As an introduction, this goes a long way to answering the first question of the evening: If everyone can make everything, how can a brand differentiate itself?
But as pockets of conversation break out across the table new perspectives begin to emerge. “You can only differentiate yourself if you’re absolutely clear on what your brand’s purpose is,” says one guest. “It doesn’t matter what it is – keeping the high street alive, helping people to sleep better – if you aren’t clear on why you exist you’re not going to find your audience and tell the stories that they want to hear.”
“But plenty of brands found their story long before they could name their purpose,” another guest shoots back. “Nike didn’t come up with ‘Just Do It’ until they were about 15 years old.”

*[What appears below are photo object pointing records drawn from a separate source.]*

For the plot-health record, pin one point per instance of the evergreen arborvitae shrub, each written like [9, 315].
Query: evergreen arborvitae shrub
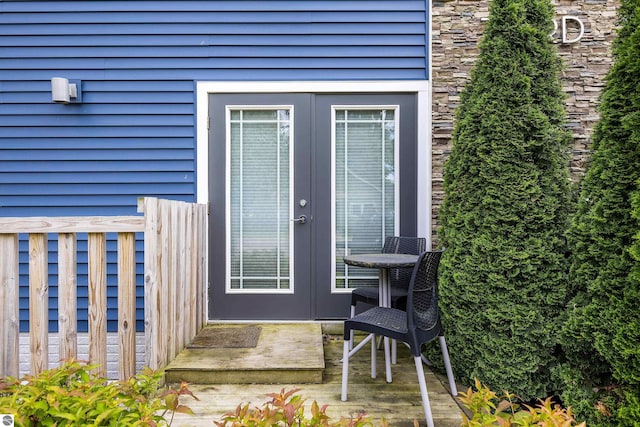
[507, 200]
[601, 337]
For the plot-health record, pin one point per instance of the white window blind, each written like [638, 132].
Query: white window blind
[365, 187]
[260, 246]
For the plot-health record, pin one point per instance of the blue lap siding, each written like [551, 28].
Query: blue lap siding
[133, 134]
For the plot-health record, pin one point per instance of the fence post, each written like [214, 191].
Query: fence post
[9, 306]
[38, 302]
[98, 301]
[127, 304]
[67, 295]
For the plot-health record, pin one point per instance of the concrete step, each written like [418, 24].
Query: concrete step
[285, 353]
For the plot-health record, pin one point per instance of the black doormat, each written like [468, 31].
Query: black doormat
[216, 337]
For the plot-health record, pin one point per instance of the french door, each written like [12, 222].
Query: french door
[296, 182]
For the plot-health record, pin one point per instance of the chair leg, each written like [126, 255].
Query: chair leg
[353, 313]
[423, 391]
[345, 370]
[387, 360]
[447, 366]
[374, 365]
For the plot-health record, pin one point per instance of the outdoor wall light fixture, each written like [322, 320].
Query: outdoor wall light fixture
[64, 92]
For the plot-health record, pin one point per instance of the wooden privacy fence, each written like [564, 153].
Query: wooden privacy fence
[175, 235]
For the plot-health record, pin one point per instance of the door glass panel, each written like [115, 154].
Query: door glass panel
[365, 188]
[259, 191]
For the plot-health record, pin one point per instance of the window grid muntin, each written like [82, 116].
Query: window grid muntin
[283, 117]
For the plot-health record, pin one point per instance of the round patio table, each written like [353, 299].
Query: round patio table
[383, 262]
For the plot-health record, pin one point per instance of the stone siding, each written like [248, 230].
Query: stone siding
[456, 30]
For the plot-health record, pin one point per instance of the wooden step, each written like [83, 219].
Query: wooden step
[285, 353]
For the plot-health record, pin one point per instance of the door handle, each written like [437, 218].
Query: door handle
[302, 219]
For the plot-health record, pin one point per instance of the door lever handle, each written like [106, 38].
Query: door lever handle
[302, 219]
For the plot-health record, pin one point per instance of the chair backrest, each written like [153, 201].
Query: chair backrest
[422, 300]
[391, 244]
[399, 277]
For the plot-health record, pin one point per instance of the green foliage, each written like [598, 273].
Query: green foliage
[487, 409]
[286, 409]
[601, 334]
[507, 200]
[71, 395]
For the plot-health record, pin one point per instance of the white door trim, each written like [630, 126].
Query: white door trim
[422, 88]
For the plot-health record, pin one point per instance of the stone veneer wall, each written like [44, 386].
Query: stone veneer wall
[457, 27]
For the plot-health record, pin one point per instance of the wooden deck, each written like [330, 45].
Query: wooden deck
[399, 403]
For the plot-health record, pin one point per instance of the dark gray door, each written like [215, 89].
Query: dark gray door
[297, 181]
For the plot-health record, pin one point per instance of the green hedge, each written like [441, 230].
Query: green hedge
[507, 200]
[601, 337]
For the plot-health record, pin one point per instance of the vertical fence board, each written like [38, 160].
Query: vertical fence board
[165, 297]
[10, 304]
[152, 264]
[38, 302]
[189, 284]
[98, 301]
[203, 239]
[180, 280]
[127, 304]
[172, 282]
[67, 295]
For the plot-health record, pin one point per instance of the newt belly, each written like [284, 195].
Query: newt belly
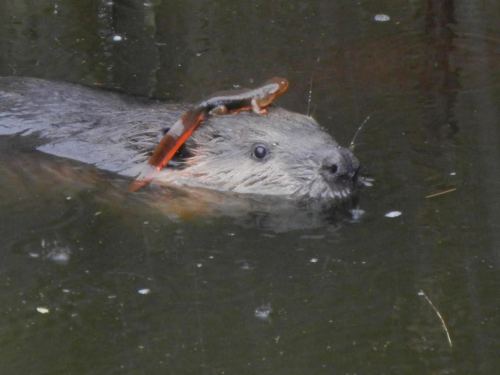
[256, 100]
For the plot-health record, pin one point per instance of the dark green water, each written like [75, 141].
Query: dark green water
[222, 297]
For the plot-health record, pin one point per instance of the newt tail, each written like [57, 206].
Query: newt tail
[169, 145]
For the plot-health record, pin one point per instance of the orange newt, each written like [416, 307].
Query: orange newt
[256, 100]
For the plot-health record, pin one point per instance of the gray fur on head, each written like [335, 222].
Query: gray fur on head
[302, 161]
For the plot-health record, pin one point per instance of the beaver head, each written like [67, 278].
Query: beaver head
[280, 154]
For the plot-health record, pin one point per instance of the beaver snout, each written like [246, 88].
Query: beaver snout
[340, 165]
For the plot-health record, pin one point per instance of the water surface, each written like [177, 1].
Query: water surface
[93, 283]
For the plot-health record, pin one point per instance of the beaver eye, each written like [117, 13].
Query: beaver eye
[260, 151]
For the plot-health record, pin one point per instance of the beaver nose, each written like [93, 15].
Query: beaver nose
[340, 164]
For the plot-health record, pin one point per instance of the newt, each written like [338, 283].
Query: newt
[256, 100]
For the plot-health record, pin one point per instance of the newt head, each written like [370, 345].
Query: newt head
[282, 85]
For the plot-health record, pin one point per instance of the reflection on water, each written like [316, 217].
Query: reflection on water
[91, 282]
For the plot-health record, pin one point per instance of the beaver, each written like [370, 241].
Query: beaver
[282, 153]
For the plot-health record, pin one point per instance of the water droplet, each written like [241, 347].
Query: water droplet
[42, 310]
[393, 214]
[381, 18]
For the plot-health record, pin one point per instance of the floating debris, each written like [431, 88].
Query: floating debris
[59, 255]
[439, 193]
[421, 293]
[357, 214]
[393, 214]
[263, 312]
[381, 17]
[42, 310]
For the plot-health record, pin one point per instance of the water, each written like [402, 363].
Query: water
[93, 283]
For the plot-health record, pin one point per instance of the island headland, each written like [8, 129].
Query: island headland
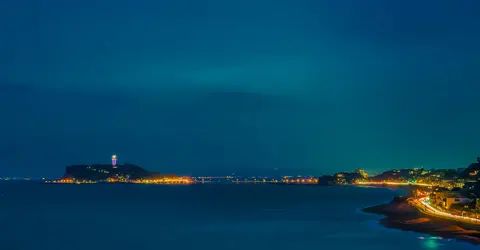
[124, 173]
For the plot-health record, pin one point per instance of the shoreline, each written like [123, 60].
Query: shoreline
[398, 214]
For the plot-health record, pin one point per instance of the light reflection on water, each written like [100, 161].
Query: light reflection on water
[200, 217]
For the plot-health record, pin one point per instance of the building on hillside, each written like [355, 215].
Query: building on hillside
[361, 172]
[447, 199]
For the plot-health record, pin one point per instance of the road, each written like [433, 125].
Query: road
[394, 183]
[422, 205]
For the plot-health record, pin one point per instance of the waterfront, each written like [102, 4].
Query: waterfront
[39, 216]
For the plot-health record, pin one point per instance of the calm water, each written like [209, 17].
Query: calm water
[37, 216]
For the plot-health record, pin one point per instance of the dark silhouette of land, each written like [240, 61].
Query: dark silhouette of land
[401, 215]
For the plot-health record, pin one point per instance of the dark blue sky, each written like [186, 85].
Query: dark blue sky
[214, 87]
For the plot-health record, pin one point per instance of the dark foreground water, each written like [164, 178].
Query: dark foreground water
[39, 216]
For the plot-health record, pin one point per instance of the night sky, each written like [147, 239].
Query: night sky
[216, 86]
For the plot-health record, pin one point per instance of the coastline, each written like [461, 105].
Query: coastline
[398, 214]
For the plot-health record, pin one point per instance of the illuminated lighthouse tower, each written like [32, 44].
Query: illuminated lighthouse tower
[114, 161]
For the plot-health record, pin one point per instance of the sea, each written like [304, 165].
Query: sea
[210, 216]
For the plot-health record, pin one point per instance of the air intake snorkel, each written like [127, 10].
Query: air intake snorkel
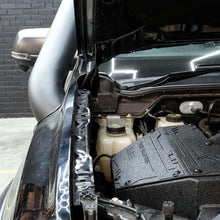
[46, 83]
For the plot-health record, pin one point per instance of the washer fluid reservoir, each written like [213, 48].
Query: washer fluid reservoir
[114, 135]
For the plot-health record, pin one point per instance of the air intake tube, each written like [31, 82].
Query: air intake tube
[49, 73]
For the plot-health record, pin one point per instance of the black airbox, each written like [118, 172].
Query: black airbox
[171, 163]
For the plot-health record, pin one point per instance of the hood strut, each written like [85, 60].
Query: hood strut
[46, 83]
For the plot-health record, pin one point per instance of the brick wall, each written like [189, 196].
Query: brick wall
[14, 16]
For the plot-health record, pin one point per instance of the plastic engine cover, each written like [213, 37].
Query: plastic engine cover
[171, 163]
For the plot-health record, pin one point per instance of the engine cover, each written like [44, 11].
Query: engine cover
[171, 163]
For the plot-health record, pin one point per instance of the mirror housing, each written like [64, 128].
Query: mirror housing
[27, 46]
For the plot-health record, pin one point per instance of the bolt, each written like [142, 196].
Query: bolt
[197, 171]
[117, 178]
[128, 182]
[168, 209]
[208, 143]
[176, 173]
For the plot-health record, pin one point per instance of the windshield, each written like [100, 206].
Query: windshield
[159, 62]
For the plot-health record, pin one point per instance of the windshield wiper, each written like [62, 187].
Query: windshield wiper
[176, 76]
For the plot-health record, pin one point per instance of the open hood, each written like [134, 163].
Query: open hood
[111, 27]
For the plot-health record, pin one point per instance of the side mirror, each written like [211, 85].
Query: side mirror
[27, 46]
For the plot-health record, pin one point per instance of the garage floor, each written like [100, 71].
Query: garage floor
[15, 137]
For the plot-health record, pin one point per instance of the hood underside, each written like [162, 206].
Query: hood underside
[119, 26]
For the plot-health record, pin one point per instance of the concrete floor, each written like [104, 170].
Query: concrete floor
[15, 137]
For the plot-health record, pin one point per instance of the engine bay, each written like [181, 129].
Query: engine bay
[157, 155]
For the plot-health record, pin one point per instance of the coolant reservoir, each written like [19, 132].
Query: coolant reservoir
[169, 120]
[114, 135]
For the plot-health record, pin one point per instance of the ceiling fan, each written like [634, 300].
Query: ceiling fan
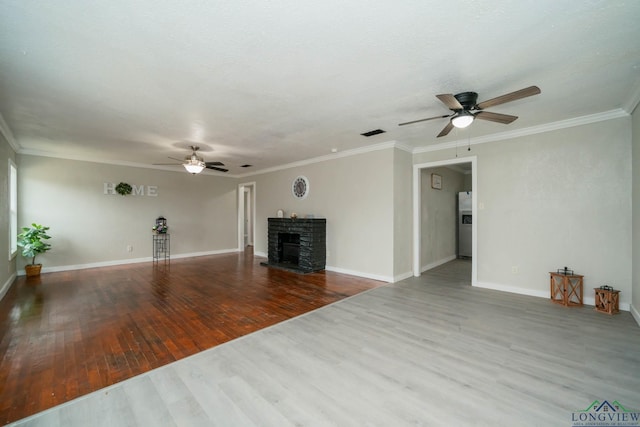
[466, 110]
[195, 164]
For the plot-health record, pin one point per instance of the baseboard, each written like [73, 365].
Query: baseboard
[126, 261]
[635, 313]
[437, 263]
[400, 277]
[381, 278]
[7, 285]
[538, 293]
[512, 289]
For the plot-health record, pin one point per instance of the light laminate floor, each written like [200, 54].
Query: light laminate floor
[427, 351]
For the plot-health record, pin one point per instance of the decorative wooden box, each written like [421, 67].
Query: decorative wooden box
[607, 300]
[566, 289]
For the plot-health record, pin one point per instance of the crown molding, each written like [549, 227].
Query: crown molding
[8, 135]
[633, 100]
[547, 127]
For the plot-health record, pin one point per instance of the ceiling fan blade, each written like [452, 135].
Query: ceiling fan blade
[446, 129]
[450, 101]
[505, 119]
[519, 94]
[215, 168]
[424, 120]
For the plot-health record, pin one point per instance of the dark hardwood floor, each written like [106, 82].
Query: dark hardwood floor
[67, 334]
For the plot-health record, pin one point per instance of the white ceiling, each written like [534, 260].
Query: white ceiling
[273, 82]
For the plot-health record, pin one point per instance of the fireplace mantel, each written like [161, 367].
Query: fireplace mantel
[312, 237]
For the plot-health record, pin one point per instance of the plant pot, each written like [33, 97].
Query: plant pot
[32, 270]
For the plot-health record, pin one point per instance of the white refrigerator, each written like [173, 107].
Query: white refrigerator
[465, 221]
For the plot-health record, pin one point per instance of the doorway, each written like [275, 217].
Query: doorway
[246, 215]
[417, 211]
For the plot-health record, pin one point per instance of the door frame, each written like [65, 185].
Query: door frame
[251, 187]
[417, 214]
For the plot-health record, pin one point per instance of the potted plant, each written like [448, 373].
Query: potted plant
[31, 242]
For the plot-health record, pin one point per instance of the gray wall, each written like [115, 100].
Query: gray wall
[91, 228]
[553, 199]
[8, 266]
[354, 194]
[636, 213]
[402, 214]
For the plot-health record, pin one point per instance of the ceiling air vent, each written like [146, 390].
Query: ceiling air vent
[373, 132]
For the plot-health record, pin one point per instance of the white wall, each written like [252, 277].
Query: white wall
[438, 219]
[354, 194]
[636, 214]
[402, 215]
[90, 228]
[7, 266]
[554, 199]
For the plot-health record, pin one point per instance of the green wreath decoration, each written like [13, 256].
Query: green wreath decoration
[123, 189]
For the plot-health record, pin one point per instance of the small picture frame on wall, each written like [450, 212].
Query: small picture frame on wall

As the debate evolves, the conversation veers towards the final question of the evening: Can you actually create a business out of something that’s designed for resonance rather than reach?
“If the history of advertising has taught us anything it’s that the things worth making have always been the hardest to count,” says Lorrain. This has certainly been true of Cannes Lions. The festival’s main award, the Titanium Lion, was created in 2003 because judges were blown away by a BMW film series but didn’t know how to quantify its impact.
The Observer’s head of studio, Nico Sarti, points out the fact that we’re still talking about it 23 years later, which may suggest the least quantifiable campaigns are perhaps the ones which resonate most with audiences. “If AI can give us new ways to measure what moves people, then perhaps resonance is something creativity can start to engineer.”
These are the kind of exchanges that the main stage rarely makes room for. Down on the Croisette, the conversation bounces from campaign to campaign, focusing on reach and engagement. At Culture3 Offstage, the focus is resonance. Rather than talking to an audience from a stage, the night has brought people together around a table to share food and ideas. And it is the slow, considered conversation, more than anything at Cannes Lions, that resonates with the guests.